If you've ever lived through the aftermath of a natural disaster, you know one of the biggest symbols of civilization is often the first to do during a big storm - the power. For those who don't want to go without, a portable generator is often the solution. No matter the power source for a generator, however, safety must be considered when setting these up. Taking the time up front to set up a generator correctly is vital.
The first thing to do when considering purchasing a generator is to determine what household items must be run off it in the event of an emergency. This will help determine the size needed. Write down the equipment and take this list to the store where you intend to buy a generator. Don't expect to be able to get the air conditioning system, refrigerator and other major appliances all running at once off a portable model though. Just go for the most important.
If there is a family member who requires medical equipment that is powered, the generator must first take this into consideration. Make this your prime concern.
After picking out the correct generator to meet your needs, bring it home and read the instructions all the way through. Don't skip pages and don't take shortcuts. Generators can be lifesavers, but they can be dangerous, too.
The main concerns with generators tend to be carbon monoxide poisoning, electric shock and even fire. Since every one of these hazards is major, knowing what you're doing with a generator is very important before turning it on.
In general, these tips can help make your generator use much more safe:
* Don't use a generator in a closed in or partially enclosed space. Doing so can create issues with carbon monoxide. The gas cannot be seen or smelled, so it is particularly dangerous.
* If you feel dizzy or sick while operating a generator, get outside, fresh air right away.
* Invest in battery powered CO alarms for your home. These can tell you if you're running into a problem. Make sure you check the batteries on a regular basis.
* Keep generators in dry conditions and plug items directly into the generator or use only outdoor-rated extension cords recommended by the manufacturer.
* Inspect the generator's cords for any signs of wear.
* Don't try to power house wiring by plugging a generator into a wall outlet. This can lead to shock.
* If wiring work is needed for the generator, contact an electrician.
* Don't replace generator fuel while the machine is hot. Let it cool completely before refilling the tank.
Generators are very popular in locations that have a lot of power outs and are especially useful in emergency centers such as hospitals.

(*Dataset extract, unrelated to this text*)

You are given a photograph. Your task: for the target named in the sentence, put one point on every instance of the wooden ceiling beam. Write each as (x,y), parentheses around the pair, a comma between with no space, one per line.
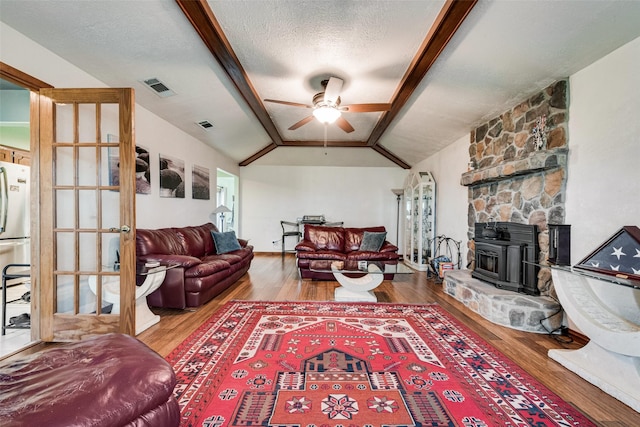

In regions that have been hit particularly hard by bad weather, the reports start to wrack up about misuse as those who have survived the storm fall pray to their own ignorance. Don't let this happen to you.
A portable generator can be a real lifesaver in a big emergency. Unfortunately, these machines can also cause problems if users don't follow proper safety procedures. Before firing up a generator, make sure all instructions have been read and followed. A little bit of extra time can save a life later.